Teinolophos Temporal range: Late Barremian ~123 Ma PreꞒ Ꞓ O S D C P T J K Pg N ↓

Scientific classification
- Kingdom: Animalia
- Phylum: Chordata
- Clade: Synapsida
- Clade: Mammaliaformes
- Class: Mammalia
- Order: Monotremata
- Family: †Teinolophidae
- Genus: †Teinolophos
- Species: †T. trusleri
- Binomial name: †Teinolophos trusleri Rich et al., 1999

= Teinolophos =

- Authority: Rich et al., 1999

Extinct genus of monotremes

Teinolophos, from Ancient Greek τείνω (teínō), meaning "extend", and λόφος (lóphos), meaning "crest", is a genus of teinolophid monotreme that lived during the late Barremian age of the Early Cretaceous. It is known from four specimens, each consisting of a partial lower jawbone collected from the Wonthaggi Formation at Flat Rocks, Victoria, Australia.

The generic name, Teinolophos, means "extended ridge", a reference to its tooth structure. The specific name honours the artist Peter Trusler.

Originally, Teinolophos was thought to be a eupantothere. Further research revealed similarities to Steropodon, except in size: the animal was around 10 cm long. It is often listed as a steropodontid, though it may be more basal. Teinolophos is deeply divergent within monotreme evolution, so in 2022 it was proposed to move it into its own family, Teinolophidae. Stirtodon may be a close relative of Steropodon within Teinolophidae.

The holotype is a partial left dentary known as NMV P208231. An age of approximately 123 million years makes this the earliest known monotreme. The lower molar is broadly similar in morphology to the m2 of Steropodon. The trigonid is compressed and the talonid has no basin. The dentary is about one sixth the size of Steropodons, and wear facets indicate an "orthal" occlusion with the upper molars.

==Description==

===Jaw===
The construction of the lower jaw differs from existing monotremes. Among the contrasts are the condyle, which is well above the tooth row (instead of at about the same height); and the ascending ramus, which is also higher. Also different is that Teinolophos probably had a strong bite. A unique feature for known toothed monotremes is that the trigonid is tall, while the talonid is set much lower. This is more like the general mammalian arrangement. The molar is double-rooted, which is plesiomorphic when compared to ornithorhynchids, but is a shared characteristic with Steropodon and Kollikodon. Subsequent monotreme molars are multi-rooted.
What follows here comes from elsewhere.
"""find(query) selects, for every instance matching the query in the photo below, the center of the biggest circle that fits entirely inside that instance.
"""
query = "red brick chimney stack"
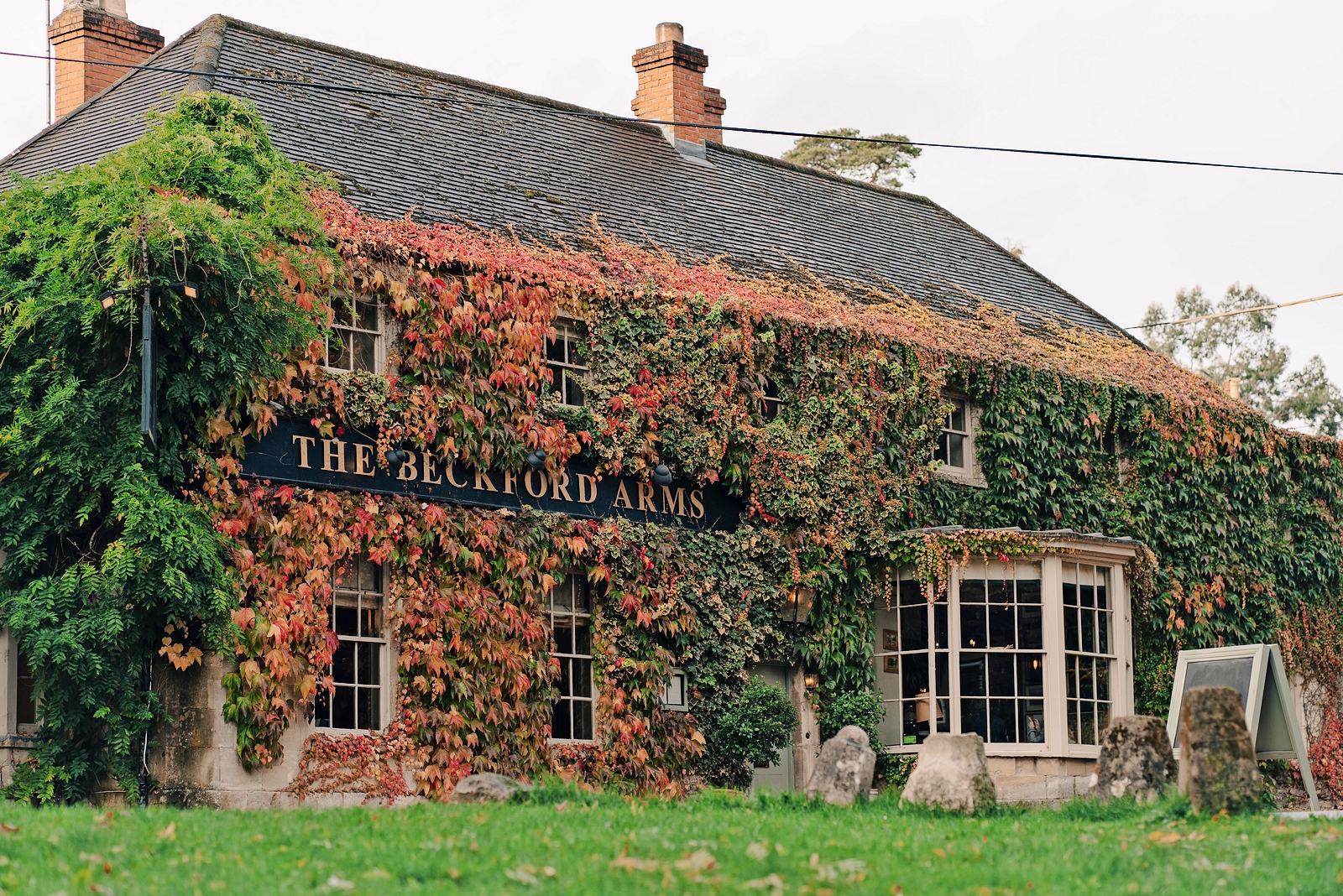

Unlike modern monotremes, Teinolophos lacked a beak.

===Ears===
Unlike modern monotremes, which have suspended ear bones much like placentals and marsupials, Teinolophos still had them connected to the jaw via the Meckel's cartilage. This reinforces the idea that the modern ear condition evolved independently among monotremes and therians.

===Evolution===
One study interpreted Teinolophos as a basal platypus.